5. “Unknown Claims” means any and all Released Claims against the Released Defendants’ Parties that Plaintiff or any Settlement Class Member does not know or suspect to exist in his, her or its favor at the time of their release, and any and all Released Defendants’ Claims against the Released Plaintiffs’ Parties that any Defendant does not know or suspect to exist in his, her or its favor at the time of their release, including, without limitation, those that, if known by such Plaintiff, Settlement Class Member or Defendant, might have affected his, her or its decision(s) with respect to the Settlement or the Released Claims or the Released Defendants’ Claims.

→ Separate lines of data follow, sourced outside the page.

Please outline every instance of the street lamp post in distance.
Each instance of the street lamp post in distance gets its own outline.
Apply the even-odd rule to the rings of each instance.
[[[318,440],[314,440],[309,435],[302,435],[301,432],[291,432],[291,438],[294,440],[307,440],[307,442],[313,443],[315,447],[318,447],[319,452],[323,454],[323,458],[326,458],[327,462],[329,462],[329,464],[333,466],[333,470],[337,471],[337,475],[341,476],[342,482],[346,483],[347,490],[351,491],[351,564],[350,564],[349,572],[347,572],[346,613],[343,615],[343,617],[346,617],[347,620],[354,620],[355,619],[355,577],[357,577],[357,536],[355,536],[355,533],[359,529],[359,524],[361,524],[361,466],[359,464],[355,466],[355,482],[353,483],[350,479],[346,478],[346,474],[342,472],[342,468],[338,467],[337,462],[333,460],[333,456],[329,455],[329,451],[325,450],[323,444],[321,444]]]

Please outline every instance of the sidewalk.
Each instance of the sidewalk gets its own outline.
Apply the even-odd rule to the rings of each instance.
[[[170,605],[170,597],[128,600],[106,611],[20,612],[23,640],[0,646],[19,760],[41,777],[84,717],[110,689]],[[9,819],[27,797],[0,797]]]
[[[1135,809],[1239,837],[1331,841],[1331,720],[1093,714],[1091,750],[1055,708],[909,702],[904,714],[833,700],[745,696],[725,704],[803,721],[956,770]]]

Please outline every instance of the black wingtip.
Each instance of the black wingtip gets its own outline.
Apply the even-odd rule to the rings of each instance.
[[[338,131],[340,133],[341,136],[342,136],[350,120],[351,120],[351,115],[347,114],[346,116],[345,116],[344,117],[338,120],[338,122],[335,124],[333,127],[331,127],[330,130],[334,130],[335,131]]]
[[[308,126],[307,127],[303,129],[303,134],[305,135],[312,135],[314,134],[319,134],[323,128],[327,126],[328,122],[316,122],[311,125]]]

With respect to any and all Released Claims and Released Defendants’ Claims, the Parties agree that, upon the Effective Date, Plaintiff and each Defendant shall expressly waive, and each Settlement Class Member shall be deemed to have waived, and by operation of the Judgment (or Alternative Judgment) shall have waived, any and all provisions, rights, and benefits conferred by any law of any state or territory of the United States, or principle of common law, which is similar, comparable, or equivalent to California Civil Code §1542, which provides: “A general release does not extend to claims that the creditor or releasing party does not know or suspect to exist in his or her favor at the time of executing the release and that, if known by him or her, would have materially affected his or her settlement with the debtor or released party.” The Parties acknowledge, and each of the other Settlement Class Members shall be deemed by operation of the Judgment (or Alternative Judgment) to have acknowledged, that the foregoing waiver was separately bargained for and a key element of the Settlement.
6. I (We) hereby warrant and represent that I (we) have not assigned or transferred, or purported to assign or transfer, voluntarily or involuntarily, any matter released pursuant to this release or any other part or portion thereof.
7. I (We) hereby warrant and represent that I (we) have included information about all of my (our) purchases of Hywin ADSs that occurred between March 25, 2021 and March 19, 2024, inclusive, pursuant to the Company’s Offering Documents issued in connection with Hywin’s 2021 IPO; sales of Hywin ADSs that occurred between March 25, 2021and March 19, 2024; as well as the number of ADSs held by me (us) at the close of trading on March 19, 2024.
8. I (We) certify that I am (we are) NOT subject to backup tax withholding.
I (We) declare under penalty of perjury under the laws of the State of New York that all of the foregoing information supplied on this Proof of Claim by the undersigned is true and correct.